Steps for IBM watsonx Assistant
- Navigate to your watsonx Assistant project and click on Actions.
- In the top right corner, click the gear icon to open Global Settings
- Click Upload/Download, and click the download button to download a JSON file of the existing content in your virtual agent.
- A JSON file will be saved to your local machine.
- Navigate to the Curate Tab of NeuralSeek
- Click the Import Base button to upload the JSON file from the virtual agent.
- Now, select one or more intents which you want to import into watsonx Assistant. You will notice a new button is display which is Export to watsonx Assistant Actions.
- It will download a JSON file called actions.json which will contain the selected intents that you want to convert it into watsonx Assistant Actions.
- Navigate back to watsonx Assistant. At the same page where you just downloaded the JSON, click to Upload the actions.json file downloaded from NeuralSeek.
- You will see a warning message. Click
Upload and replace
.
- To view the newly uploaded intents, close this page, and you will see the exported actions appear on your actions list.
- By clicking one of the actions, you should be able to see the populated list of the questions generated by NeuralSeek.
Steps for AWS Lex
- Log into AWS Management Console and navigate to AWS Lex > Bots. You should see a list of available bots to merge with NeuraSeek.
- In the Bots list in the main view, select the desired bot and click Action > Export. An Export Bot: dialog is shown. Leave all the default values and click Export. A blue banner is shown to indicate exporting followed by a green banner when successfully exported/downloaded.

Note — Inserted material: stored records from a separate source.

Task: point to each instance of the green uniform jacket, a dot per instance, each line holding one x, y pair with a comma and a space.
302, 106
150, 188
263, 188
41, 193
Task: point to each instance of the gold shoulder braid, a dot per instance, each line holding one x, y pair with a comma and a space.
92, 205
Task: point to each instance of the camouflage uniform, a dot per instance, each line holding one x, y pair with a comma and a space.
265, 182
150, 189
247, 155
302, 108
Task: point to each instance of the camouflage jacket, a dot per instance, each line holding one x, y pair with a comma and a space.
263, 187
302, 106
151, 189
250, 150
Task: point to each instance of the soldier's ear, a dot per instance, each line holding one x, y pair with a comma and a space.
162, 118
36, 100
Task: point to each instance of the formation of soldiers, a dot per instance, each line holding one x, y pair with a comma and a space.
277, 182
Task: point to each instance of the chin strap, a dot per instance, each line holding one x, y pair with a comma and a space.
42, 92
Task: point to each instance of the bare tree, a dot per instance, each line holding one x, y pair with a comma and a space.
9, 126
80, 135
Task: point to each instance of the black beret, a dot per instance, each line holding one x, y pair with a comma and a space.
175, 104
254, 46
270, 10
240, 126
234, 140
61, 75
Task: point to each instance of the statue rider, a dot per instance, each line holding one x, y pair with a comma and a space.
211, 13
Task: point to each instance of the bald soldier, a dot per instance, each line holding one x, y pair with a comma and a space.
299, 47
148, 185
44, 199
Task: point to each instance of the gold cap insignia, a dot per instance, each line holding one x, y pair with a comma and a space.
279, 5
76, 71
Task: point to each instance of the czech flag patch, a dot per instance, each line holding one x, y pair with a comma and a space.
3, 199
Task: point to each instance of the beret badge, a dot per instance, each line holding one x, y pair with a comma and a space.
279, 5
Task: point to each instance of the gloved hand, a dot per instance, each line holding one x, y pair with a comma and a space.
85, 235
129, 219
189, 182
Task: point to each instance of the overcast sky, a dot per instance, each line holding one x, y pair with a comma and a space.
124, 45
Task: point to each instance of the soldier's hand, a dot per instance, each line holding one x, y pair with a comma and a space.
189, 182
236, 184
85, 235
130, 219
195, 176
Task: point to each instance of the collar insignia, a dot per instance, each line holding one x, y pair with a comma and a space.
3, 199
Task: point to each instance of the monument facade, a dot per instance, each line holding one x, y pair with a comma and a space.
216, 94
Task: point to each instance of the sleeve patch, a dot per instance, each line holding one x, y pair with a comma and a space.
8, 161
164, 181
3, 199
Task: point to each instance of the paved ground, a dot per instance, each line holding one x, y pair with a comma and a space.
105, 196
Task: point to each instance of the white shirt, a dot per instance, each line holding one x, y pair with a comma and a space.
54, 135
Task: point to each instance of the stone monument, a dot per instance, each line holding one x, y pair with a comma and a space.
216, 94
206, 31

- Navigate into your NeuralSeek instance and click on the Curate tab. Click on the
Import Base AWS Lex V2
button in the upper right corner.
- Import the zipped AWS Lex file you exported from the Lex bot. The button will switch to
Base AWS Lex V2 Uploaded
. After import, intents will not get added to the content list, but duplicates will show an indicator if certain intents are already present.

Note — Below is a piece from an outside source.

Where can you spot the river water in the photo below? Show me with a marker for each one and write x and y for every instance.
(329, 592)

- Select the desired intents that you want to export into AWS Lex by checking the boxes next to the intent. Upon selection, a new button
Export to AWS Lex V2
will appear. Click the button to download a zipped file containing the intents.
- Navigate back to the Amazon Lex > Bots screen in the AWS Management Console, and click Actions > Import.
- Fill in the new Bot name, browse for the zip file, set the COPPA yes/no, set the IAM permissions, and then scroll down and click Import. You'll see a blue banner that the bot is being imported followed by a successfully imported banner.
- Find the imported bot in the bots list and open it by clicking on its name. The details for the merged bot is shown. Notice the Intents section in the left pane has both the original intents and the NeuralSeek intents merged into a single bot.
- Click the build button. You can now test the newly imported intents.
Round-Trip Monitoring
Navigate to the Integrate tab within NeuralSeek. The available options containing "Logs" provide step-by-step instruction on implementing Round-Trip monitoring on deployed NeuralSeek Intents specific to the cloud provider.
Enabling this feature aids in keeping source data up-to-date for optimal answer generation. When NeuralSeek curated intents imported into the Virtual Agent are hit, a call back to NeuralSeek occurs which monitors the curated intents for outdated information, and alerts the user of necessary updates based on changes to relevant documentation in the connected KnowledgeBase.